A team of researchers at Stanford University used human stem cells to grow cortical organoids, which they injected and transplanted into the somatosensory cortex of the brains of newborn athymic rats, with the expectation that the human cells would grow along with the rats’ cells. The somatosensory cortex is the sensory receptive part of the rats’ whiskers, which transmits signals to other brain areas to interpret signals.

Transplantation of human cortical organoids in the developing rat cortex (Source: Nature)

Human brain cells mature much slower than rat cells, and researchers had to wait at least six months for the organoids to fully integrate into rats’ brains. Based on the results of this study, the human stem cell-derived cortical organoids transplanted into the somatosensory cortex of newborn athymic rats develop mature cell types that integrate into sensory and motivation-related circuits. The team also used MRI to examine the growth of the transplanted organoid and observed cortical generation using single-nucleus profiling. When researchers stimulated the whiskers of these rats, transplanted human cells in their sensory cortices responded accordingly, indicating that these cells could effectively acquire sensory information.

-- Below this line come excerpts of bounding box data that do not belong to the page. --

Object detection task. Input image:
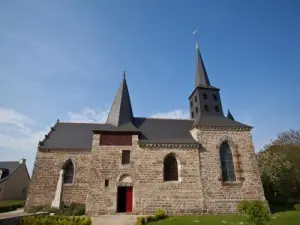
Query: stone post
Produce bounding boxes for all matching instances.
[51,170,64,209]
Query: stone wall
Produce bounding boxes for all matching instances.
[87,134,203,215]
[191,128,265,213]
[25,149,90,210]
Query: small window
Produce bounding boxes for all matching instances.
[215,105,220,112]
[63,160,74,184]
[204,105,208,112]
[122,150,130,164]
[164,154,178,181]
[213,94,218,101]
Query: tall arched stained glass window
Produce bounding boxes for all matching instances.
[63,160,74,184]
[220,142,236,181]
[164,154,178,181]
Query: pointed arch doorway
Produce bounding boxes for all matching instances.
[117,175,133,213]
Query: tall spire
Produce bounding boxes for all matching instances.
[106,71,133,127]
[193,29,210,87]
[227,109,234,121]
[195,41,210,87]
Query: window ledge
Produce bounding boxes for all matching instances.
[163,180,181,184]
[63,183,74,186]
[222,181,243,186]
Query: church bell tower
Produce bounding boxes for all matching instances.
[189,42,224,126]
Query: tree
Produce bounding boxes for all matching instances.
[258,130,300,203]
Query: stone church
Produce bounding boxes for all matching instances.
[25,41,265,215]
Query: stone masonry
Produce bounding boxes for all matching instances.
[25,149,90,210]
[26,125,264,215]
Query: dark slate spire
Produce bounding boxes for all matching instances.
[195,42,210,87]
[227,109,235,121]
[106,71,133,127]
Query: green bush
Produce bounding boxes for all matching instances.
[136,209,167,225]
[57,203,85,216]
[294,204,300,211]
[0,200,25,213]
[237,200,270,225]
[21,216,92,225]
[28,203,85,216]
[136,216,146,225]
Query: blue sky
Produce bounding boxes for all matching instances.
[0,0,300,174]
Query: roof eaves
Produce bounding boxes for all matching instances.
[38,119,59,147]
[0,164,21,183]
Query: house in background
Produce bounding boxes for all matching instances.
[0,159,30,201]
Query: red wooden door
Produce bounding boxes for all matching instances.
[126,187,132,212]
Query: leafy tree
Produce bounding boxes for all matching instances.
[258,130,300,204]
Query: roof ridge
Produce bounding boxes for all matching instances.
[134,117,192,121]
[59,122,105,125]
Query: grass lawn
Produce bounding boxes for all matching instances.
[0,200,25,213]
[150,211,300,225]
[0,200,25,206]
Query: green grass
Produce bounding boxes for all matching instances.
[150,211,300,225]
[0,200,25,213]
[0,200,25,206]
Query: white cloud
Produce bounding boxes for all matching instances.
[0,107,48,150]
[151,109,189,119]
[68,107,109,123]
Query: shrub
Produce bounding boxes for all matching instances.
[136,216,146,225]
[21,216,92,225]
[0,200,25,213]
[146,216,157,223]
[57,203,85,216]
[237,200,270,225]
[294,204,300,211]
[154,209,167,220]
[28,203,85,216]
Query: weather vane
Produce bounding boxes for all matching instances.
[193,29,198,48]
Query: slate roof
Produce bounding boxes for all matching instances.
[40,116,251,149]
[39,44,251,149]
[0,161,21,183]
[106,71,137,131]
[195,42,210,88]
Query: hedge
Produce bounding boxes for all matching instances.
[0,200,25,213]
[135,209,167,225]
[28,203,85,216]
[20,216,92,225]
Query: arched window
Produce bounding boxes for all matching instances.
[164,154,178,181]
[63,160,74,184]
[220,142,236,181]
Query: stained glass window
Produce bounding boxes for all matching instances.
[64,160,74,184]
[164,154,178,181]
[220,142,236,181]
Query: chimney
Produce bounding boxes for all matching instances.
[19,158,26,164]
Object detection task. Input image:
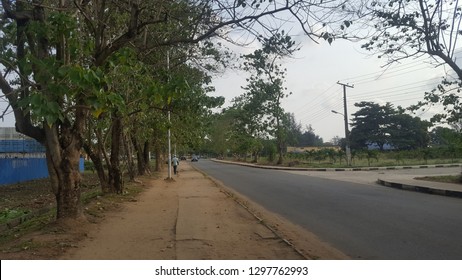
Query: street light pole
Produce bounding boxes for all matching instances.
[337,82,353,166]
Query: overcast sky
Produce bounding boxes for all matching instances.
[0,30,454,142]
[214,36,452,142]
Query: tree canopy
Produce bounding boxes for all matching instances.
[350,101,430,150]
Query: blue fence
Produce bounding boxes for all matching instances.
[0,158,84,185]
[0,139,45,153]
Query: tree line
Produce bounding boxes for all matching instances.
[0,0,462,219]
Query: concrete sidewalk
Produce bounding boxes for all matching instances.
[214,160,462,198]
[377,174,462,198]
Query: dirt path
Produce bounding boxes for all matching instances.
[55,162,346,260]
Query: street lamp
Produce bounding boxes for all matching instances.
[331,110,351,166]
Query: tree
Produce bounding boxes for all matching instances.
[0,0,356,219]
[389,110,431,150]
[350,101,395,150]
[362,0,462,122]
[351,102,430,150]
[299,125,324,147]
[241,32,295,164]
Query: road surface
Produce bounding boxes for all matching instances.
[194,160,462,259]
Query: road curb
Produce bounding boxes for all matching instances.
[377,178,462,198]
[211,159,462,172]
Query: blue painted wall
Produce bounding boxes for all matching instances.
[0,158,84,185]
[0,139,45,153]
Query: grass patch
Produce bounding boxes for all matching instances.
[0,208,30,224]
[415,175,462,184]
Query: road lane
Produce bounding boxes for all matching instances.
[195,160,462,259]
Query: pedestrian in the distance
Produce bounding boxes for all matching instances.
[172,155,180,174]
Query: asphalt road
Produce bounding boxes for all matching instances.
[194,160,462,260]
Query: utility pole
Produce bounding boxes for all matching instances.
[167,50,172,180]
[337,82,354,166]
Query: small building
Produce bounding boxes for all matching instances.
[0,127,83,185]
[287,146,341,153]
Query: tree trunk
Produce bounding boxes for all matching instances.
[84,140,110,193]
[143,141,151,174]
[132,136,146,176]
[123,136,136,182]
[155,144,163,172]
[44,124,82,219]
[108,113,123,193]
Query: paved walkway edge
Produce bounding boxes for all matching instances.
[377,179,462,198]
[211,159,462,171]
[212,159,462,198]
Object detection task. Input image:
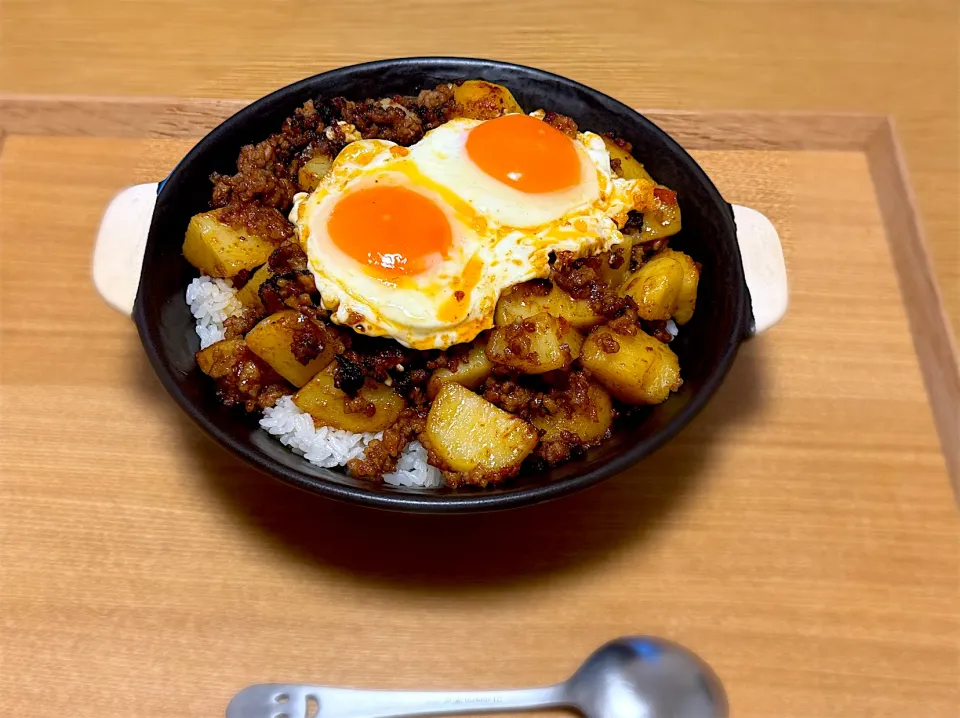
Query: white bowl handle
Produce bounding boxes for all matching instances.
[733,204,789,335]
[93,182,159,316]
[93,182,788,334]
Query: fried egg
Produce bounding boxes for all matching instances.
[290,114,652,349]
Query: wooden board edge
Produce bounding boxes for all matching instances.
[0,94,883,150]
[640,110,884,151]
[866,117,960,503]
[0,94,249,139]
[0,94,948,501]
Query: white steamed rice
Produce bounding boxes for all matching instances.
[187,276,243,349]
[186,276,443,489]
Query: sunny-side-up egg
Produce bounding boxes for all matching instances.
[290,114,652,349]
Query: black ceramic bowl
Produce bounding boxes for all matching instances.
[134,58,752,513]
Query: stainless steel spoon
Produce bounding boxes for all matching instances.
[227,636,728,718]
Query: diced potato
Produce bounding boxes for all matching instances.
[620,249,700,324]
[293,364,404,432]
[453,80,523,120]
[183,210,274,277]
[237,264,273,309]
[197,339,247,379]
[603,137,653,182]
[620,255,683,321]
[596,235,633,290]
[580,327,683,404]
[657,249,700,324]
[424,382,538,483]
[493,280,604,330]
[246,309,339,386]
[486,312,583,374]
[640,185,680,242]
[297,154,333,192]
[427,339,493,399]
[533,382,613,446]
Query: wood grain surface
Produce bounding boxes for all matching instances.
[0,0,960,334]
[0,125,960,718]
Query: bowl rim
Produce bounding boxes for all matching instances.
[133,56,752,514]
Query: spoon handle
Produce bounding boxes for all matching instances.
[227,683,567,718]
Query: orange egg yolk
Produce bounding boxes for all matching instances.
[467,114,580,194]
[327,185,451,276]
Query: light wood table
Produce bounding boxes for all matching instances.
[0,0,960,334]
[0,0,960,718]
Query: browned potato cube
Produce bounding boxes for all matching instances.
[183,210,274,277]
[427,339,493,399]
[657,249,700,324]
[580,327,683,404]
[533,382,613,446]
[237,264,273,310]
[603,137,653,182]
[293,364,404,433]
[620,256,683,321]
[297,154,333,192]
[639,185,681,242]
[246,309,339,386]
[596,235,633,290]
[486,312,582,374]
[197,339,247,379]
[424,382,538,483]
[453,80,523,120]
[493,280,604,330]
[620,249,700,324]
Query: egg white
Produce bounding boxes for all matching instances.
[290,120,649,349]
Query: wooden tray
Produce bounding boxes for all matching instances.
[0,97,960,718]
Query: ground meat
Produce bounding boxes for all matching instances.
[480,376,543,419]
[550,252,637,324]
[343,390,377,417]
[223,307,263,339]
[202,344,293,411]
[258,271,319,314]
[543,112,577,139]
[393,84,457,132]
[343,334,430,383]
[347,408,427,479]
[536,431,583,466]
[219,204,293,244]
[597,332,620,354]
[267,240,307,274]
[333,97,424,147]
[641,321,673,344]
[391,367,430,407]
[333,354,366,396]
[195,84,688,486]
[290,317,343,366]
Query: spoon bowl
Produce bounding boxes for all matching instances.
[564,636,728,718]
[227,636,728,718]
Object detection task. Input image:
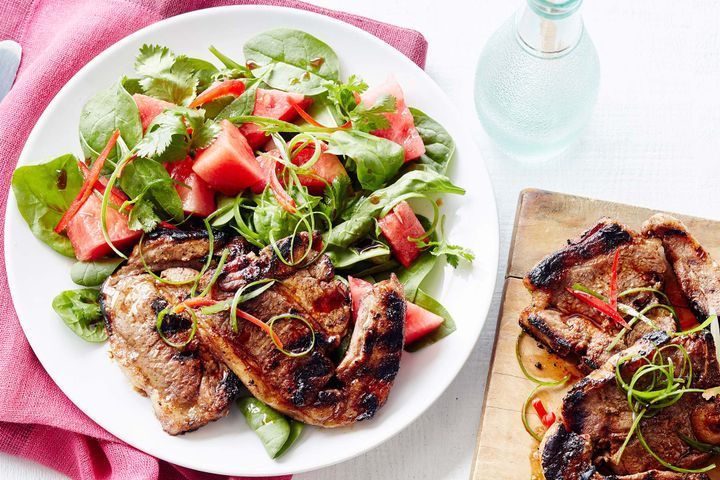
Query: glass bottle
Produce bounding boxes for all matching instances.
[475,0,600,159]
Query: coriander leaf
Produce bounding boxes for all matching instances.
[326,170,465,247]
[410,108,455,175]
[70,258,123,287]
[405,289,456,352]
[79,80,143,164]
[328,130,405,190]
[349,95,396,132]
[12,154,83,257]
[243,28,340,95]
[52,288,107,342]
[135,45,199,105]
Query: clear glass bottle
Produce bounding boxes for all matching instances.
[475,0,600,159]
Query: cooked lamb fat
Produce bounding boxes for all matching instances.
[100,230,241,435]
[198,234,405,427]
[643,213,720,321]
[520,218,676,372]
[541,331,720,480]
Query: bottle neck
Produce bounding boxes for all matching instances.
[516,0,583,58]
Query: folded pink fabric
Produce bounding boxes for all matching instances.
[0,0,427,479]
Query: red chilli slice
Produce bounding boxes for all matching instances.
[566,287,629,328]
[610,249,620,311]
[55,130,120,233]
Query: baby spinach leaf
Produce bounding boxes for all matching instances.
[243,28,340,95]
[80,81,143,163]
[253,189,297,245]
[326,170,465,247]
[410,108,455,175]
[135,45,199,105]
[328,130,405,190]
[52,288,107,342]
[12,154,83,257]
[397,252,437,302]
[70,258,122,287]
[120,157,184,231]
[405,289,455,352]
[238,397,302,458]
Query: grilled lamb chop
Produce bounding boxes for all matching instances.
[198,233,405,427]
[540,331,720,480]
[100,230,244,435]
[643,213,720,321]
[519,218,676,372]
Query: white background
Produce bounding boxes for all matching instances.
[5,0,720,480]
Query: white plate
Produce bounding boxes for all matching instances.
[5,6,498,475]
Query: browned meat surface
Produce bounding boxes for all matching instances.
[643,214,720,321]
[520,218,676,372]
[100,231,241,435]
[541,331,720,480]
[540,423,709,480]
[194,234,405,427]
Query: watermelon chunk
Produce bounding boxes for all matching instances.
[192,120,263,196]
[165,157,217,217]
[361,77,425,162]
[252,142,347,195]
[133,93,177,132]
[348,277,445,345]
[405,302,445,345]
[240,88,312,150]
[67,194,142,262]
[378,201,425,268]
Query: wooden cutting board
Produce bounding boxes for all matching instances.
[471,189,720,480]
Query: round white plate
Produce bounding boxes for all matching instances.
[5,6,498,475]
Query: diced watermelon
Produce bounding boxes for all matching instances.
[378,201,425,268]
[348,277,372,321]
[240,88,312,150]
[133,93,177,132]
[348,277,445,345]
[165,157,217,217]
[361,77,425,162]
[192,120,263,196]
[292,142,347,195]
[405,302,445,345]
[67,194,142,262]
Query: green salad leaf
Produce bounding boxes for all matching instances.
[12,154,83,257]
[136,107,220,162]
[70,258,123,287]
[80,80,143,163]
[325,170,465,247]
[120,157,184,232]
[410,108,455,175]
[238,397,303,458]
[135,45,200,106]
[52,288,107,342]
[243,28,340,95]
[328,130,405,190]
[405,289,456,352]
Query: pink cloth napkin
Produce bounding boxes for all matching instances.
[0,0,427,479]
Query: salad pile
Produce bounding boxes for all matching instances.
[12,29,473,453]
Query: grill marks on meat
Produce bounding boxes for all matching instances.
[100,230,241,435]
[540,332,720,480]
[520,218,676,372]
[643,214,720,321]
[198,233,405,427]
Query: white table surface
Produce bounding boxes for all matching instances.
[5,0,720,480]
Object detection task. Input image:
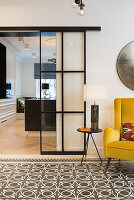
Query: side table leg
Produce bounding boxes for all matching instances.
[81,134,89,165]
[91,134,102,163]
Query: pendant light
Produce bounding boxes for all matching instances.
[25,44,30,51]
[77,0,85,16]
[72,0,80,8]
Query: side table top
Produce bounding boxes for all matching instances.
[77,127,103,133]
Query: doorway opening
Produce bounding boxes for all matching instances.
[0,27,101,155]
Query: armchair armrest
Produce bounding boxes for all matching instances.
[103,128,120,155]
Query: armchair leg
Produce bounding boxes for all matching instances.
[105,158,111,172]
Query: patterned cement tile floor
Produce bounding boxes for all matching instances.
[0,159,134,200]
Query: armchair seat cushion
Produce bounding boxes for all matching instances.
[106,141,134,161]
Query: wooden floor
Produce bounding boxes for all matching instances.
[0,120,56,154]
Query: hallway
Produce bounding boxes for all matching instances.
[0,120,56,154]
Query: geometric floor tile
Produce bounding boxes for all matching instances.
[0,159,134,200]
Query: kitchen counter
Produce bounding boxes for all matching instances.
[25,99,56,131]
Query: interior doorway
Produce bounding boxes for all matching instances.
[0,27,101,155]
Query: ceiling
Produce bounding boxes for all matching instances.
[3,36,56,62]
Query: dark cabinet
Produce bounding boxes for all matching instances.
[25,99,56,131]
[0,43,6,98]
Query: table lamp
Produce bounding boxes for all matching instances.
[84,84,107,131]
[42,83,49,98]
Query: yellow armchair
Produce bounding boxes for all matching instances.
[103,98,134,171]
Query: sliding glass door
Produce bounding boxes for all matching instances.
[40,32,86,154]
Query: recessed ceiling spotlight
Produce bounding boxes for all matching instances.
[18,37,24,43]
[72,0,85,16]
[32,53,36,58]
[72,0,80,8]
[77,0,85,16]
[25,44,30,51]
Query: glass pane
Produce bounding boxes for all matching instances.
[39,72,62,112]
[63,33,84,71]
[41,113,62,151]
[41,32,62,71]
[64,114,84,151]
[64,73,84,111]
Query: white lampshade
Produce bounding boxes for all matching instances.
[84,84,107,101]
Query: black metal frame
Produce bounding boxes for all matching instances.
[40,31,86,155]
[0,26,101,155]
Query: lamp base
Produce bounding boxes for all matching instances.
[91,105,99,131]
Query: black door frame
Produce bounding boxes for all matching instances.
[0,26,101,155]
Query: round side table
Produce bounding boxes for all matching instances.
[77,128,103,165]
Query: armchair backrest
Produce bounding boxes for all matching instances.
[114,98,134,137]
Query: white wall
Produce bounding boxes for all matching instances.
[0,0,134,156]
[22,60,36,97]
[15,58,22,97]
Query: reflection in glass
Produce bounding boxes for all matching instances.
[64,113,84,151]
[40,32,62,151]
[64,73,84,111]
[64,33,84,71]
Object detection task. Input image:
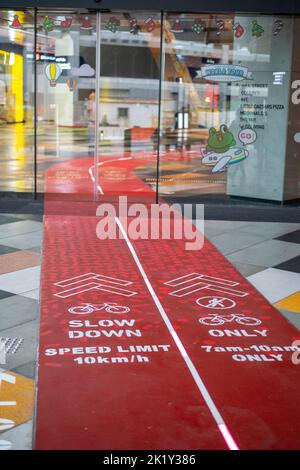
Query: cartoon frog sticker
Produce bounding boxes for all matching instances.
[206,124,236,153]
[201,124,251,173]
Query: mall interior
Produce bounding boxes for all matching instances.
[0,0,300,450]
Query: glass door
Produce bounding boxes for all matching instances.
[36,9,98,200]
[95,11,161,202]
[36,9,161,200]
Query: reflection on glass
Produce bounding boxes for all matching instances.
[0,10,34,192]
[99,12,160,198]
[159,14,292,200]
[37,9,97,194]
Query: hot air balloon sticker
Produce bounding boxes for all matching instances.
[45,62,62,86]
[67,78,77,91]
[9,15,22,29]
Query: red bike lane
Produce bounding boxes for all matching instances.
[36,154,300,449]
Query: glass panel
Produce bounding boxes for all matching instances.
[0,9,34,192]
[37,10,97,198]
[98,12,160,199]
[159,14,293,200]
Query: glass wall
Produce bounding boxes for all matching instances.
[0,9,34,192]
[37,9,97,194]
[0,8,300,201]
[159,13,299,201]
[97,11,161,200]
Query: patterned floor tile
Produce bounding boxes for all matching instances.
[0,320,38,370]
[233,263,266,277]
[279,309,300,330]
[0,266,40,294]
[20,289,40,300]
[240,222,300,239]
[248,268,300,303]
[0,245,19,255]
[277,230,300,243]
[0,214,19,225]
[0,230,43,250]
[12,361,37,379]
[210,231,264,255]
[0,290,15,300]
[0,220,42,241]
[228,240,300,268]
[275,291,300,313]
[0,295,39,330]
[274,256,300,273]
[0,251,41,275]
[1,419,33,450]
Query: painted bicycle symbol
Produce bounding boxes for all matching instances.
[68,302,130,315]
[198,313,261,326]
[196,295,236,310]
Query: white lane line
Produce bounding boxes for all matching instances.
[115,217,239,450]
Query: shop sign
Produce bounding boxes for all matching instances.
[196,64,252,82]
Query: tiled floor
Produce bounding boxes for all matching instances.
[0,214,43,450]
[0,214,300,449]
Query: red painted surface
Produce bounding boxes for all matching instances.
[36,156,300,449]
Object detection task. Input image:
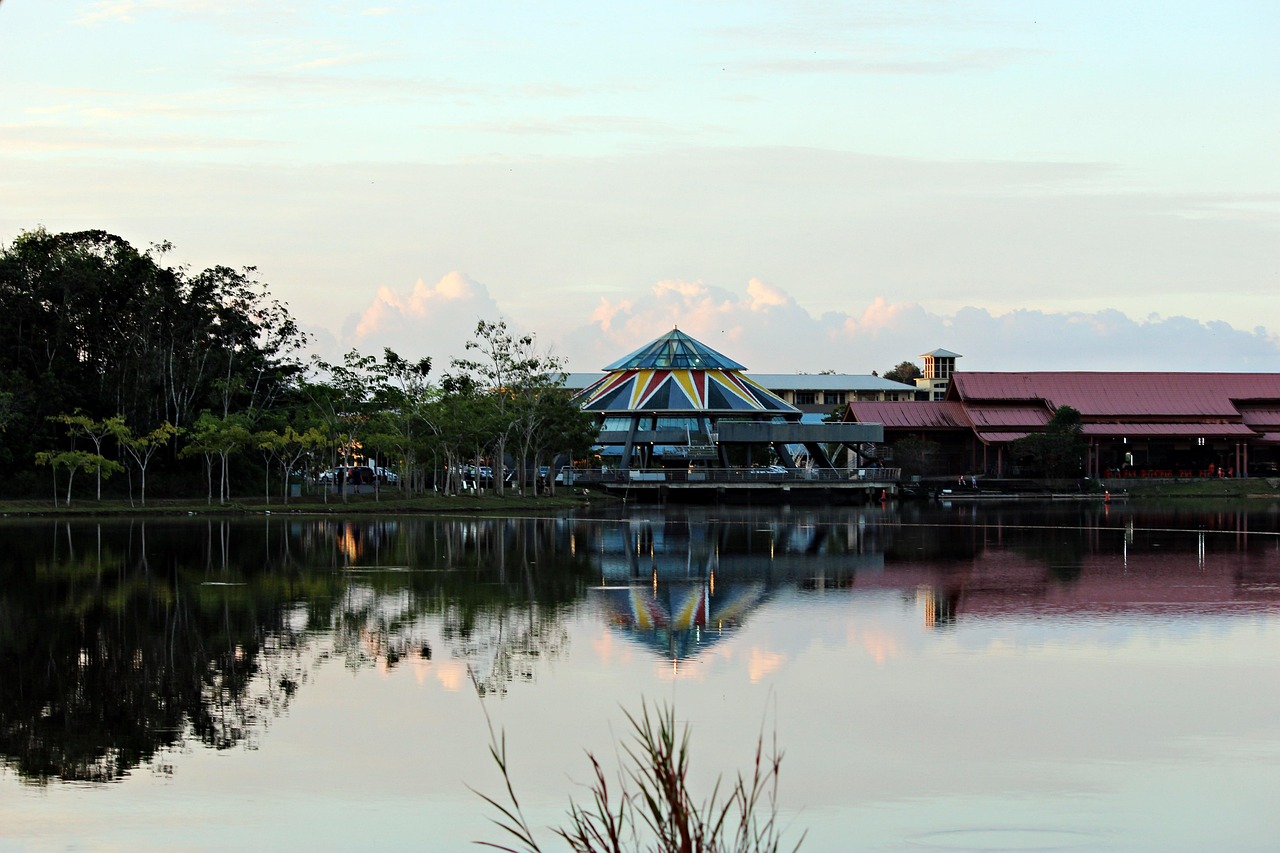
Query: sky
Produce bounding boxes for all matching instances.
[0,0,1280,374]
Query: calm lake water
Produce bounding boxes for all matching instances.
[0,503,1280,850]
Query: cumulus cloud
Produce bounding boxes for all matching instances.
[563,279,1280,373]
[342,273,500,368]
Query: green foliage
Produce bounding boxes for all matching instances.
[476,703,804,853]
[1009,406,1084,476]
[0,228,306,491]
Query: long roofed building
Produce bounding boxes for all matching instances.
[846,371,1280,476]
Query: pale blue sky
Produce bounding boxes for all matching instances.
[0,0,1280,373]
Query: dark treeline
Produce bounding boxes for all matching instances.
[0,229,593,503]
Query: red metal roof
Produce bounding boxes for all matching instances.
[1084,421,1257,438]
[1240,406,1280,429]
[963,401,1053,429]
[849,371,1280,443]
[947,371,1280,420]
[849,401,970,429]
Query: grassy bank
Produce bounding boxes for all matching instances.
[1101,476,1280,500]
[0,489,605,516]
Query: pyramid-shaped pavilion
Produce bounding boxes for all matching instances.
[576,329,890,479]
[579,329,800,414]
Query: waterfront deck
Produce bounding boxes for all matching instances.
[560,467,901,503]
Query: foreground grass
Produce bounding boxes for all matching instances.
[472,703,804,853]
[0,489,604,516]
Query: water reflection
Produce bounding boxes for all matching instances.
[0,505,1280,784]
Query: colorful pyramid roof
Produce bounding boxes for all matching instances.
[605,329,746,370]
[577,329,799,415]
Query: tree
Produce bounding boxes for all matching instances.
[453,320,563,494]
[883,361,924,386]
[50,410,124,501]
[179,411,252,503]
[36,450,124,506]
[115,421,178,506]
[374,347,434,494]
[0,228,306,491]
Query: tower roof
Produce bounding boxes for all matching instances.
[604,329,746,370]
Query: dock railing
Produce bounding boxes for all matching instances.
[562,466,902,485]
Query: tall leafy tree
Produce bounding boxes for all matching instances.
[453,320,562,494]
[0,228,306,494]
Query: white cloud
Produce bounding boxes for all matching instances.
[563,279,1280,373]
[342,273,499,370]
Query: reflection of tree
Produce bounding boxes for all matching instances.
[0,514,335,781]
[320,519,589,694]
[0,519,590,783]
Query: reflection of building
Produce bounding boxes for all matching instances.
[589,515,883,661]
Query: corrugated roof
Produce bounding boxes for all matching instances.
[849,401,970,429]
[1084,421,1257,438]
[1240,405,1280,429]
[947,371,1280,419]
[963,403,1053,429]
[751,373,915,392]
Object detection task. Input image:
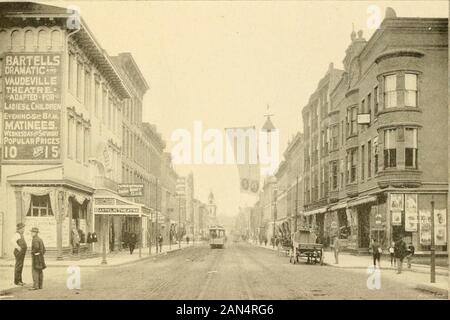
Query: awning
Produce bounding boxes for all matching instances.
[348,196,377,207]
[303,207,327,216]
[93,190,149,217]
[330,202,347,211]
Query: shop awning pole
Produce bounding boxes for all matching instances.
[102,216,109,264]
[139,214,143,259]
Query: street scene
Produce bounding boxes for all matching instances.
[3,243,444,300]
[0,1,450,303]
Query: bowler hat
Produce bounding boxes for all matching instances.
[16,222,25,230]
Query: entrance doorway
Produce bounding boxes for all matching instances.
[358,205,371,248]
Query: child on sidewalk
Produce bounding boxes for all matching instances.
[389,242,395,267]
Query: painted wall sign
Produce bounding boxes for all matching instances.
[2,53,62,163]
[117,183,144,197]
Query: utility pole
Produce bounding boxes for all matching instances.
[177,196,181,249]
[155,179,159,253]
[293,174,298,233]
[430,196,436,283]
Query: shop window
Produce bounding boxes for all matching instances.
[384,74,397,109]
[330,161,338,190]
[373,86,379,118]
[405,73,417,107]
[405,128,418,169]
[347,148,358,183]
[384,129,397,168]
[27,194,53,217]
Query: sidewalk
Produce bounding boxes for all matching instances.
[0,243,192,292]
[251,243,448,296]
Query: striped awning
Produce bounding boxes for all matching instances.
[303,207,327,216]
[347,196,377,207]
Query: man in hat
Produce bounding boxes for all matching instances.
[12,223,27,286]
[30,227,47,290]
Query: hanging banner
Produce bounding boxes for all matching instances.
[226,127,261,195]
[1,53,62,163]
[434,209,447,246]
[405,194,418,232]
[419,209,431,246]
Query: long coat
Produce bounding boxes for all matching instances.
[31,236,47,270]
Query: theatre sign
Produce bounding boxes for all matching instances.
[2,53,62,163]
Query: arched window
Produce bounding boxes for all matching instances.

In addition, to demonstrate the potential of this study for disease research, the team also grew human-brain-like organs from stem cells of three patients with Timothy Syndrome, a rare disease related to heart conditions and autism, with the expectation that they would induce symptoms similar to those of autism. Although the cells appeared no different from other brain-like organs when transplanted into the brains of rats, they did not grow as large as healthy brain-like organs, and their neurons did not undergo electrical discharge in the same way.

A Study Pushed to the Ethical Edge

However, such research is still ethically dubious to many, and it is possible that the inadvertent creation of rodent-human hybrids could harm animals. In April 2021, a panel organized by the US National Academies of Sciences, Engineering, and Medicine released a report concluding that human brain organoids are not sophisticated enough to become conscious, attain human-like intelligence or acquire other abilities that might require legal regulation. The team reported that its humanoid brain transplant did not cause seizures or memory problems in the rats and did not appear to alter the animals’ behavior significantly.

It is worth noting that the experiment of transplanting human brain-like organs into mice is by no means new. Neuroscientist Rusty Gage and his team did this pioneering work in 2018, but he transplanted the brain-like organs into adult mice rather than newborns. But because the brains of newborn mice are more adaptable to new cells than adults, they are more tolerant of transplanted human neurons. Although the transplantation procedure is still too expensive and complex to become a standard research tool in laboratories, it is an important step in exploring the complexity of the brain.